5.

Le « Mini-mâle »

 

Un coup du hasard, mon numéro de téléphone composé par erreur et au bout du fil, Christophe. Échanges verbaux de la plus haute qualité et un nouvel espoir naissant à l’écoute de cette voix chaude et sensuelle, propice à l’imagination la plus exaltée.

Pour mon plus grand bonheur, vive les mobiles et la possibilité d’envois de fichiers et donc de photos.
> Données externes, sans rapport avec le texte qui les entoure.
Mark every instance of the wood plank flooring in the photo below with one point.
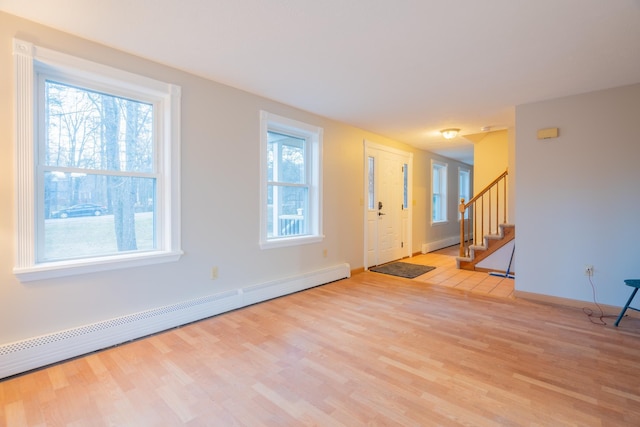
(371, 350)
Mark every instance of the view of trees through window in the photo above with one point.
(97, 164)
(287, 189)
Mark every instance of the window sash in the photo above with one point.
(30, 61)
(291, 182)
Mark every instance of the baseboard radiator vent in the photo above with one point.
(440, 244)
(33, 353)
Ding ding, alarme d’un nouveau message. Précipitation sur mon téléphone enfin intelligent et découverte de mon futur soupirant sur mon écran miniature. Image d’un homme heureux et souriant au volant d’une décapotable jaune. Pas mal et apparemment aucun vice dissimulé par un flou façon David Hamilton, une casquette avec longue visière ou encore des lunettes noires. Donc pas de vieux macho dégarni, victime de strabisme divergent. Ouf !

Mercredi, première prise de contact sur le parking d’un supermarché. Même cabriolet que sur le cliché. Et le mec alors, fidèle aussi au portrait ? Apparemment oui. Chevelure noire et épaisse, sourire étincelant et toujours pas de binocles. Accélération du rythme cardiaque et remise en place de mes mèches rebelles dans un but calculé de séduction en approche de la voiture. Encore deux pas, un sourire engageant sur les lèvres avant le choc…
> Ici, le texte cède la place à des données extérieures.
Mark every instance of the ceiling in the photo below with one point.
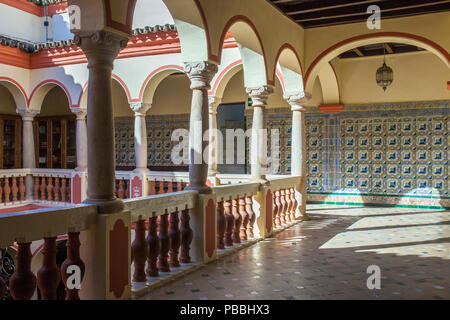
(318, 13)
(378, 50)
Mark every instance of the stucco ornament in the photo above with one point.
(200, 74)
(259, 95)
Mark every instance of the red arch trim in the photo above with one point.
(151, 75)
(222, 74)
(244, 19)
(288, 46)
(56, 82)
(14, 82)
(377, 35)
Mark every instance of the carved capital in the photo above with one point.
(140, 108)
(200, 73)
(27, 115)
(79, 112)
(297, 100)
(100, 47)
(213, 102)
(259, 95)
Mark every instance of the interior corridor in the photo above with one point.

Oh non, pas ça ! En lieu et place du Prince Charmant, un lutin, un gnome, un farfadet d’un mètre cinquante à vue d’œil. Finis mes rêves « cendrillonesques ». Sensation de malaise accrue à cause de mes vingt centimètres de talons aiguilles. Ma taille ? La même que la sienne justement, mais sans les talons ! Et comble de malheur, quel manque de discernement : un jean et une chemise bleue. Le mode Schtroumpf, non merci, très peu pour moi.
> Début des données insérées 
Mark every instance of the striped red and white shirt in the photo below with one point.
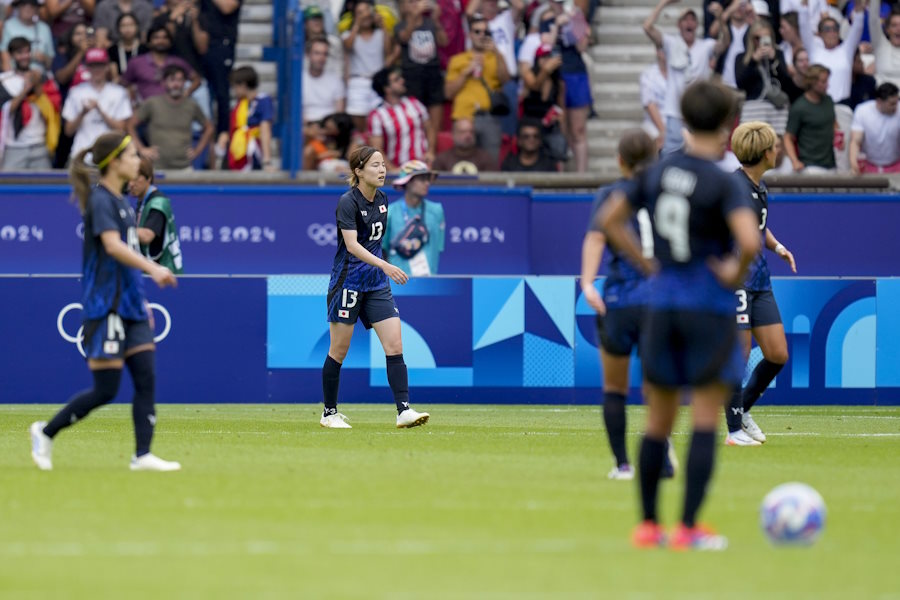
(402, 127)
Malgré mon visage défait et ma mauvaise humeur manifeste, acharnement de ce lilliputien sans complexes. Pourquoi pas un verre ? D’accord, mais incognito et dans un endroit éloigné de mes connaissances. Ce petit bar de routiers sur la nationale, parfait. Que des gens de passage. « Petit d’homme » et « demi-portion » ensemble au café. Un titre de sketch alléchant, sauf que là, point de fiction, mais une réalité consternante. Un physique de nain de jardin pour, non pas un paysagiste ou un collectionneur de bonzaïs, mais un vendeur de voitures… en verve pendant plus d’une heure. Regards courroucés et fréquents sur ma montre, bâillements, soupirs et enfin, à court de mimiques, une excuse bidon du genre grosse fatigue et journée très chargée le lendemain. Aucune originalité, mais efficace… jusqu’à un certain point, car dans ses numéros favoris, le mien. Hélas !

Ni une, ni deux, demande immédiate de changement de numéro de téléphone à mon opérateur et envoi de mes nouvelles coordonnées à tous mes contacts, sauf Peter Pan.